Comme les chercheurs l’avaient signalé l’année dernière, ils ont également constaté que les personnes présentant ces marqueurs étaient plus ouvertes aux nouvelles expériences, plus susceptibles de consommer de la marijuana et plus à risque de maladies mentales telles que la dépression. Les personnes LGBTQ pourraient être plus sensibles aux maladies mentales en raison des pressions sociétales, notent les chercheurs.
D’autres chercheurs avertissent que les résultats sont limités par le fait qu’une personne ayant eu une seule expérience homosexuelle a été comptabilisée comme non hétérosexuelle. Le fait de n’avoir qu’une seule rencontre de ce type, par exemple, peut refléter une ouverture à de nouvelles expériences plutôt qu’une orientation sexuelle, explique Dean Hamer, généticien à la retraite des National Institutes of Health à Bethesda, dans le Maryland. « Ces résultats sont fascinants, mais il ne s’agit pas vraiment d’une étude sur le gène gay à proprement parler », déclare M. Hamer, qui avait signalé en 1993 la découverte d’une zone du chromosome X plus fréquente chez les hommes gays ; cette région n’a pas été trouvée dans la nouvelle étude. « Je suis maintenant beaucoup moins excité par la possibilité d’obtenir de bons indices biologiques » sur l’orientation sexuelle, dit-il.

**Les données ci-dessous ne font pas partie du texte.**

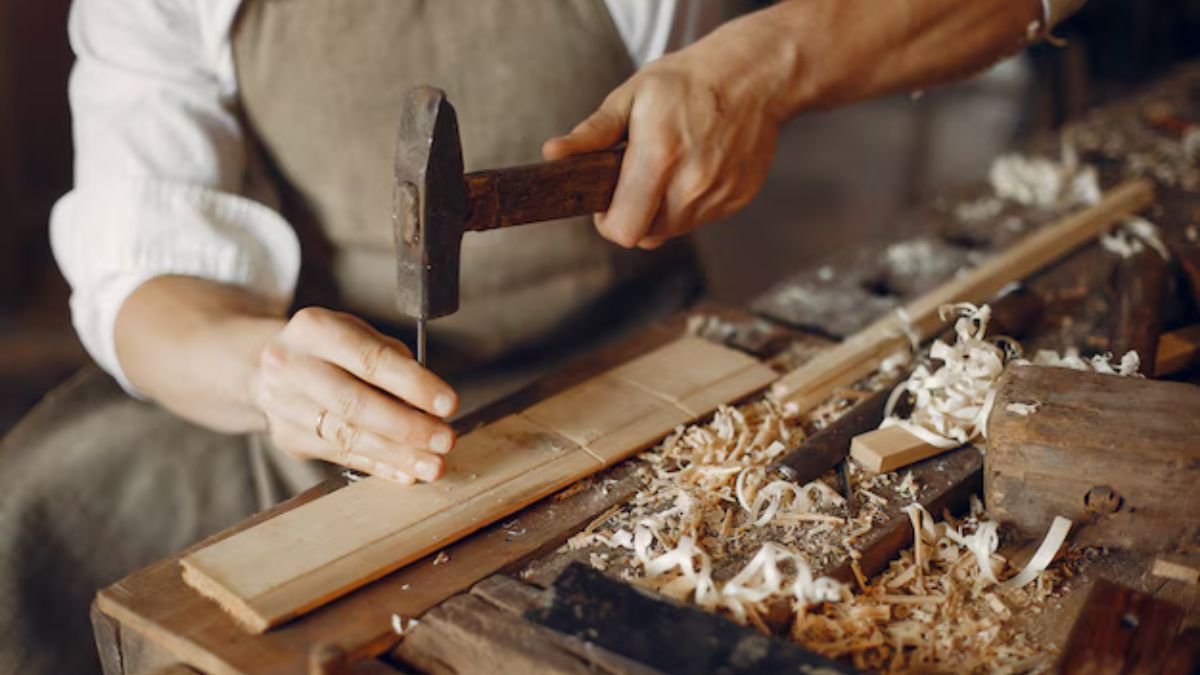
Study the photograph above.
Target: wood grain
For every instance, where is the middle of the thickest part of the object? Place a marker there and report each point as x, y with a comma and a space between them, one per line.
313, 554
1121, 631
861, 353
1177, 351
1117, 455
891, 448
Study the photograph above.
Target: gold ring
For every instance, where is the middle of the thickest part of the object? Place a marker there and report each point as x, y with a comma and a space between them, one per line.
321, 420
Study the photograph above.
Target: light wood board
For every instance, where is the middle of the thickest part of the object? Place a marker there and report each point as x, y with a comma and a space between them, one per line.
891, 448
321, 550
861, 353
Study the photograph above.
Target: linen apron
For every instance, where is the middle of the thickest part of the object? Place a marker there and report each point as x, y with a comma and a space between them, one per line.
95, 484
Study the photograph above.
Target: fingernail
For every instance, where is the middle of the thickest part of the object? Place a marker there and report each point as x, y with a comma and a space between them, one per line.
427, 470
441, 442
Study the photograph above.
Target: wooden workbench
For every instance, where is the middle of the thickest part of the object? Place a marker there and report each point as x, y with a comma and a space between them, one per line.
478, 614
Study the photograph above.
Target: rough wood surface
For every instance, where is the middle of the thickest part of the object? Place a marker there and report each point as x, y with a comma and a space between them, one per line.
1121, 631
1179, 351
664, 634
1117, 455
484, 632
313, 554
861, 353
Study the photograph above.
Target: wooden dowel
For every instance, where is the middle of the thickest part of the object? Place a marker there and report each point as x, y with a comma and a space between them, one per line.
859, 354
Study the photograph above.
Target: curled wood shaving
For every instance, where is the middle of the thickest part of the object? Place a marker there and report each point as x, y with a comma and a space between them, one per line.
952, 401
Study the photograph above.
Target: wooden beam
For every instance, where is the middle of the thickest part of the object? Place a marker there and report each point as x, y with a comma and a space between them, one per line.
318, 551
1121, 631
1177, 351
1116, 455
859, 354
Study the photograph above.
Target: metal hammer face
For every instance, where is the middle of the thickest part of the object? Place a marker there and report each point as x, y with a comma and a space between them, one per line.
429, 205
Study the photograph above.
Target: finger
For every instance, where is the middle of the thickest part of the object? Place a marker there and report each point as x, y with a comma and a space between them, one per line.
371, 453
639, 195
305, 443
333, 389
361, 351
604, 129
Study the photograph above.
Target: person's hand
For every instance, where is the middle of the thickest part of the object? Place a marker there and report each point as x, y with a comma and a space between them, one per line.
701, 125
334, 388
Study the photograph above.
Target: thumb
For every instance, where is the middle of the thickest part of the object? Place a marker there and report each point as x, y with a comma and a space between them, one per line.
604, 129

Bailey aurait souhaité que la UK Biobank demande aux sujets quel est le sexe vers lequel ils se sentent plus attirés, et pas seulement sur leur comportement (comme l’a fait 23andMe). « Ils n’avaient pas une mesure particulièrement bonne de l’orientation sexuelle », convient le biologiste évolutionniste William Rice de l’Université de Californie, Santa Barbara, qui note qu’une telle question permettrait également de saisir les personnes gays ou bisexuelles qui n’ont pas agi sur leurs attractions. Néanmoins, il est heureux de voir que l’étude attire l’attention. « Une grande partie de la population n’est pas exclusivement hétérosexuelle, note-t-il, et les gens veulent comprendre qui ils sont et pourquoi ils se sentent comme ils le font.